Leidse Vertaling 1912/1994 | Book List

Navigation


 

Ezra 5

1 Haggai, de profeet, en Zacharja, de zoon van Iddo, profeteerden tot de Joden die in Juda en Jeruzalem woonden, in den naam van Israels god.

2 Toen maakten zich op Zerubbabel, de zoon van Sjealtiel, en Jezua, de zoon van Josadak, en zij begonnen het godshuis te Jeruzalem te bouwen, en met hen waren de profeten van God, die hen ondersteunden.

3 Te dier tijd kwamen tot hen Tatthenai, de landvoogd van het gebied aan den overkant der rivier, en Sjethar-bozenai met hun medeambtenaren, en spraken tot hen aldus: Wie heeft u vergunning gegeven dit huis te bouwen en deze bouwstoffen in gereedheid te brengen?

4 Hoe heten de mannen die dezen bouw ondernemen?

5 Maar daar het oog van hun god op de oudsten der Joden rustte, noodzaakten zij hen niet het werk te staken voordat de beslissing van Darius zou zijn aangekomen. Zij zouden dan over de zaak een schrijven uitvaardigen.

6 Afschrift van den brief dien Tatthenai, de landvoogd van het gebied aan den overkant der rivier, en Sjethar-bozenai met zijn ambtgenoten, de commissarissen van den overkant der rivier, aan koning Darius gezonden hebben.

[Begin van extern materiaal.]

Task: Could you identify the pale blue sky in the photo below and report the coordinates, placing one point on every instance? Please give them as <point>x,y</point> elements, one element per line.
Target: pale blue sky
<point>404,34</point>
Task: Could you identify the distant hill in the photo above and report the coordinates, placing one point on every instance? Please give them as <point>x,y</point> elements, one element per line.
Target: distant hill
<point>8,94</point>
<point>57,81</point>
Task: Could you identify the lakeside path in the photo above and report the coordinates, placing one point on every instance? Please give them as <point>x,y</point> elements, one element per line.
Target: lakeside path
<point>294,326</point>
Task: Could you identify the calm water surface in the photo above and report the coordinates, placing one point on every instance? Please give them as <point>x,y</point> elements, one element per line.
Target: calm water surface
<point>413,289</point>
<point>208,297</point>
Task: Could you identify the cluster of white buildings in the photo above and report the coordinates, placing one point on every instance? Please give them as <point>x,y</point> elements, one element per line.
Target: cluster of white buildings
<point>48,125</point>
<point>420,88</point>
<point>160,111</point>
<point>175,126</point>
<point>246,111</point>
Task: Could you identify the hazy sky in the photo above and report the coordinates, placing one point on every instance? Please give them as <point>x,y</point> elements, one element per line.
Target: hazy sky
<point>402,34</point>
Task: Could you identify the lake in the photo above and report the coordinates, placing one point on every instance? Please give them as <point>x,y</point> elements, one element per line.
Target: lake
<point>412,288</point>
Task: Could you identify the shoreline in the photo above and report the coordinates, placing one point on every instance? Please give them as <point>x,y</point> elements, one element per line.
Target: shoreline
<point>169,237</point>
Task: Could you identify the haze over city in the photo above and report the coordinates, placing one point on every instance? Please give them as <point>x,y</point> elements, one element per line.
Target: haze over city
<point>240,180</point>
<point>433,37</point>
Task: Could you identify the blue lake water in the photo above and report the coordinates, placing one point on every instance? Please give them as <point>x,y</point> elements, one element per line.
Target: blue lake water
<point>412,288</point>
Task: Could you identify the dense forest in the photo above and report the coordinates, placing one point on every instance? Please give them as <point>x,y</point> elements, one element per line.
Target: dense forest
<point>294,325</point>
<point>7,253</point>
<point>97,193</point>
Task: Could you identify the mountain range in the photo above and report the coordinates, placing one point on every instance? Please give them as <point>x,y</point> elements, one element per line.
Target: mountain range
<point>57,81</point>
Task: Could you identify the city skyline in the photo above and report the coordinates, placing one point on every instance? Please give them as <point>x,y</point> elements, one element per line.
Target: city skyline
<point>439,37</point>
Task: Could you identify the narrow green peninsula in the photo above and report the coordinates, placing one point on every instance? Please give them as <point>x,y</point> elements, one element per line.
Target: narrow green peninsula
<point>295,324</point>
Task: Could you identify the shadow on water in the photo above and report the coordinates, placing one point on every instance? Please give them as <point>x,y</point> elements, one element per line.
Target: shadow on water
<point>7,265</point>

7 Zij zonden hem een bericht, waarin het volgende geschreven stond: Aan koning Darius alle heil!

8 Den koning zij bekendgemaakt dat wij ons naar het landschap Juda hebben begeven, tot het huis van den groten God; dit wordt opgebouwd van blokken steen, hout wordt op de wanden gelegd, en het werk wordt zorgvuldig verricht en vordert onder hun hand.

9 Toen hebben wij bij die oudsten navraag gedaan en tot hen aldus gesproken: Wie heeft u vergunning gegeven, dit huis te bouwen en deze bouwstoffen in gereedheid te brengen?

10 Ook hebben wij hun naar hun namen gevraagd om u inlichting te kunnen geven door u de namen te schrijven van de mannen die aan hun hoofd staan.

11 Hierop hebben zij ons het volgende bescheid gegeven: Wij zijn dienstknechten van den God van hemel en aarde, en wij herbouwen het huis dat vele jaren voordezen gebouwd is en dat een grote koning van Israel gebouwd en voltooid heeft.

12 Daarom, omdat onze vaderen den God des hemels hebben vertoornd, heeft hij hen overgeleverd aan Nebukadnesar, den koning van Babel, den Chaldeer; deze heeft dit huis verwoest en het volk naar Babel weggevoerd.

13 Doch in het eerste jaar van Cyrus, den koning van Babel, heeft koning Cyrus last gegeven dit huis te herbouwen;

14 ook heeft koning Cyrus de gouden en zilveren vaten van het godshuis die Nebukadnesar uit den tempel te Jeruzalem meegenomen en in den tempel te Babel gebracht had, uit den tempel te Babel te voorschijn gehaald, waarna zij werden overgegeven aan Sjesbassar, dien hij tot landvoogd aanstelde

15 en tot wien hij zeide: Neem deze vaten, trek heen en zet ze neder in den tempel te Jeruzalem, en worde het godshuis op zijn vroegere plaats herbouwd.

16 Toen is die Sjesbassar gekomen, heeft de grondslagen van het godshuis in Jeruzalem gelegd, en van toen af tot nu toe is er aan gebouwd, maar het is niet voltooid. --

17 Indien het nu den koning goeddunkt, worde in des konings schatkamer daar te Babel een onderzoek ingesteld, of door koning Cyrus vergunning is gegeven om dit godshuis te Jeruzalem te herbouwen. En dan doe de koning ons zijn besluit omtrent deze zaak toekomen.